The Bates accelerator is used for basic research in medium-energy nuclear physics. The facility consists of a linear accelerator 160 meters long, which delivers an electron beam to the 190-meter circumference South Hall Ring. The South Hall Ring can be used to deliver a high duty factor extracted beam to an external target, or operated in storage mode where the linear accelerator beam is repeatedly stacked to obtain a high circulating current.
The performance demonstrated indicates that Bates can deliver an extracted beam to experiments up to 1 billion electron volts and store the beam in the SHR up to about 1.1 billion electron volts. The stored beam will be used with the Bates Large Acceptance Spectrometer Toroid (BLAST) to carry out experiments with polarized internal gas targets. BLAST is scheduled to begin commissioning next year and had been counting on 0.9 billion electron volts.
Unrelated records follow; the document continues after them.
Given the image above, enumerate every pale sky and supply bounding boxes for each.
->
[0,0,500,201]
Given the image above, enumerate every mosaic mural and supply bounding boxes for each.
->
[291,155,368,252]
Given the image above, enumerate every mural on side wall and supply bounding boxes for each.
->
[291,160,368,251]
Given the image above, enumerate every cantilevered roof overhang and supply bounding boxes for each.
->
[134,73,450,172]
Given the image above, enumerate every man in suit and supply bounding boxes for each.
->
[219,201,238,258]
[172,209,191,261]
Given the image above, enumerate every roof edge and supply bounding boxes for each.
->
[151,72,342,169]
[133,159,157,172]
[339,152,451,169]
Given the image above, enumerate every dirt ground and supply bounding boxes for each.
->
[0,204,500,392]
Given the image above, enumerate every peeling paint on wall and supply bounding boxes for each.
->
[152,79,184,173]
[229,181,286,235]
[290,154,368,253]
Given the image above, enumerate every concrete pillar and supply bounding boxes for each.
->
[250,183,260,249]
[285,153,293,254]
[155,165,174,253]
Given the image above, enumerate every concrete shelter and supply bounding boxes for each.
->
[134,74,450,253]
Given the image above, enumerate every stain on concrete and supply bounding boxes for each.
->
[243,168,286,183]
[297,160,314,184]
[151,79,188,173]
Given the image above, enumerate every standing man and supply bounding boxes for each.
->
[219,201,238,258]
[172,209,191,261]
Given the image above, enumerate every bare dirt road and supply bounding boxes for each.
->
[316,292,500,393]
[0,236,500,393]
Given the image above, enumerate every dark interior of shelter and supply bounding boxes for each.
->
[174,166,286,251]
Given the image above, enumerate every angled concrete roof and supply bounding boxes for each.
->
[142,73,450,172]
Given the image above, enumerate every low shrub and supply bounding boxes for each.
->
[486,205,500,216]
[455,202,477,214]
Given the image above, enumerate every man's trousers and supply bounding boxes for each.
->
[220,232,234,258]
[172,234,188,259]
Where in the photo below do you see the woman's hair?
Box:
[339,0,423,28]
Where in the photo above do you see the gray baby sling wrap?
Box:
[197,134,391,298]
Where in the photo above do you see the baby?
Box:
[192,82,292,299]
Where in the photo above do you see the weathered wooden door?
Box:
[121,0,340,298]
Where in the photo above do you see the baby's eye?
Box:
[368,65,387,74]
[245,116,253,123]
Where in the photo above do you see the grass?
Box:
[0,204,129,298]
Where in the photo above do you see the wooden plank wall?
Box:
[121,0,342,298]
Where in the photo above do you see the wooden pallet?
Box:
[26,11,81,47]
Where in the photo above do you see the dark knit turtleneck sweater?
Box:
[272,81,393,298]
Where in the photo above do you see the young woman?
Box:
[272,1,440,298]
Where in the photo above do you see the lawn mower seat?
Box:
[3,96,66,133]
"The energy increase means an increase in count rate for the BLAST experiments and hence higher quality experimental data. This opens up the possibility of new physics," said Professor of Physics Richard Milner, Bates director.
The MIT Bates Linear Accelerator is operated by MIT for the Department of Energy as a national user facility. More than 200 physicists from 52 institutions are currently involved in active experiments at Bates.
A version of this article appeared in MIT Tech Talk on March 1, 2000.